Simón nos cuenta una historia que
transcurre en una playa. La primera imagen es contundente: Simón emergiendo
desde el fondo del mar y, con las antiparras todavía puestas, sacude la cabeza
y permanece un momento mirando el paisaje. Un barco de pesca avanza mar
adentro, intercalado por botes más pequeños y un yate donde unos turistas
europeos toman tragos coloridos y sonríen de cara al sol. En la playa, delante
de la línea de palmeras, hay unos puestitos de frutas, casetas que venden
pescado fresco y algunas chozas de madera despintada. A cada lado, la península
rocosa que forma la bahía rodea al caserío, las palmeras y las chozas,
encauzando también a los barcos pesqueros que se alejan, las bebidas frescas de
aquellos alemanes o franceses y al propio Simón y a sus clientes que acaban de
pasar una tarde de buceo en el agua transparente del Pacífico. Desde el fondo
brotan, una a uno, los turistas. Simón pone un particular esfuerzo en
describirlos, como si estuviera viendo la escena en este mismo instante: la
melena rubia y lacia pertenece a un norteamericano llamado Mike, que se gana la
vida en Oklahoma como director adjunto del departamento de idiomas de alguna universidad
de segundo o tercer orden. A su lado asoma su esposa, Ronda, una latina que
emigró a Estados Unidos hace cinco o seis años. Se conocieron fumando en el
estacionamiento de un hipermercado, explica Simón. Mike había comprado, como
todos los lunes, sus víveres semanales. Ronda cumplía su turno de nueve horas
diarias como cajera.
Todo esto se lo habían contado aquella
mañana, cuando Simón se acercó para proponerles una travesía por el fondo del
mar, con avistaje de peces y otras rarezas. Después estaban los hermanos
chilenos, quienes compartían el mismo apellido pero, en realidad, parecían
pareja. Del pecoso no se sabía nada: ni quién era, qué hacía allí, de dónde
venía. Un verdadero misterio.
–Cuento todo esto – dice Simón, como si
presintiera que se está excediendo, que bordea un límite peligroso con su
historia – cuento esto porque más tarde me encontré con Adela, fuimos al hotel
y decidimos el asunto de la prisión.
Simón narra como, aquella tarde, subieron
al bote a motor, se quitaron los equipos y rumbearon hacia la costa. La
embarcación daba saltitos a medida que avanzaba: los chilenos se palmeaban los
hombros, Ronda, acomodándose la parte superior de su bikini, sacaba fotos a la
zona del cayo. El pecoso, exhausto, estiraba las piernas a lo ancho.

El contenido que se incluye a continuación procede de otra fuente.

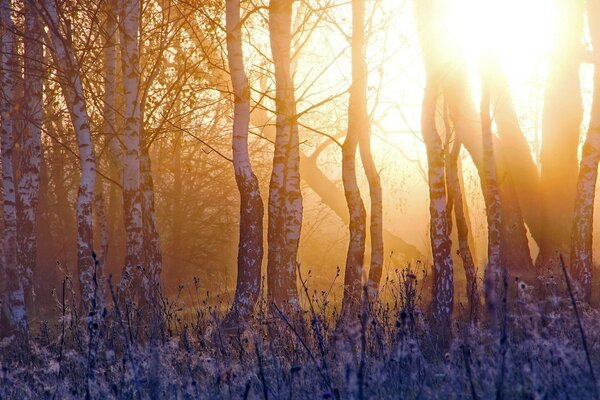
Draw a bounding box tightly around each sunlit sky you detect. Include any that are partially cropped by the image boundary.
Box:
[240,0,591,272]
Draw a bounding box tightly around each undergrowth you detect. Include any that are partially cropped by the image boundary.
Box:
[0,269,600,399]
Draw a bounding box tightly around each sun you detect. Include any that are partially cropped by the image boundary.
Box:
[448,0,559,85]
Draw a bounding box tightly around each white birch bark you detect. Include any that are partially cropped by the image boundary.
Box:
[481,67,502,317]
[267,0,302,308]
[340,0,369,323]
[0,0,27,334]
[446,138,481,321]
[119,0,143,296]
[17,2,44,305]
[421,83,454,344]
[223,0,264,330]
[571,1,600,302]
[140,145,162,304]
[44,0,96,311]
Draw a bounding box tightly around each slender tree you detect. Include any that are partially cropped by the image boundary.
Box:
[536,0,584,267]
[223,0,264,330]
[480,60,502,316]
[119,0,144,300]
[42,0,96,311]
[17,2,45,305]
[267,0,302,308]
[445,133,481,320]
[340,0,369,321]
[0,0,27,334]
[571,1,600,301]
[414,1,454,347]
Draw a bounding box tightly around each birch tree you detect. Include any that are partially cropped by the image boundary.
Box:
[445,133,481,320]
[43,0,96,311]
[17,2,45,304]
[267,0,302,308]
[413,1,454,347]
[571,0,600,301]
[480,63,502,318]
[340,0,369,322]
[0,0,27,334]
[119,0,144,300]
[536,0,584,267]
[223,0,264,330]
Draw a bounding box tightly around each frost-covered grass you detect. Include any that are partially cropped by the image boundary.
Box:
[0,268,600,399]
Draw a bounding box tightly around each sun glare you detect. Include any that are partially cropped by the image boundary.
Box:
[448,0,556,84]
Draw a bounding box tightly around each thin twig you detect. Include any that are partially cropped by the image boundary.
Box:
[558,254,600,399]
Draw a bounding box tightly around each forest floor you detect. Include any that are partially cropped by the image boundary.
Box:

Una rato más tarde, cuando el día acababa,
Simón pidió una cerveza en el bar de Vargas.
– Sos un tilingo brutal – dijo Adela,
apareciendo por detrás, como un fantasma.
– Hoy fiesta en lo de Florence – propuso
él.
– Wow… ¿Florence?
– Florence… en la pileta del hotel. ¿Nos
vemos ahí?
– Allí – corrigió Adela.
– Allí – repitió Simón y fijó la mirada en
los barquitos que, con las últimas luces del atardecer, volvían para atracar en
la costa.
La fiesta transcurría en la terraza del
hotel Tuma Conquistador, donde Florence trabajaba durante las noches de
temporada sirviendo cocktails. Florence compartía con Simón una casita a cien
metros de la costa, encaramada cerca del camino principal y la jungla. Florence
era colombiano. Su madre lo parió a los quince años, a los veintitrés había
enviudado, a los veintinueve abandonó todo y partió al interior para ejercer de
guía turística en una reserva natural del neotrópico colombiano, cerca de
Manizales. Cuando cumplió diecinueve, Florence emigró a Venezuela, donde lo
esperaba una chica llamada Juana que había conocido a través de un foro
musical. La relación duró muy poco, se pelearon y Florence recabó en Urama.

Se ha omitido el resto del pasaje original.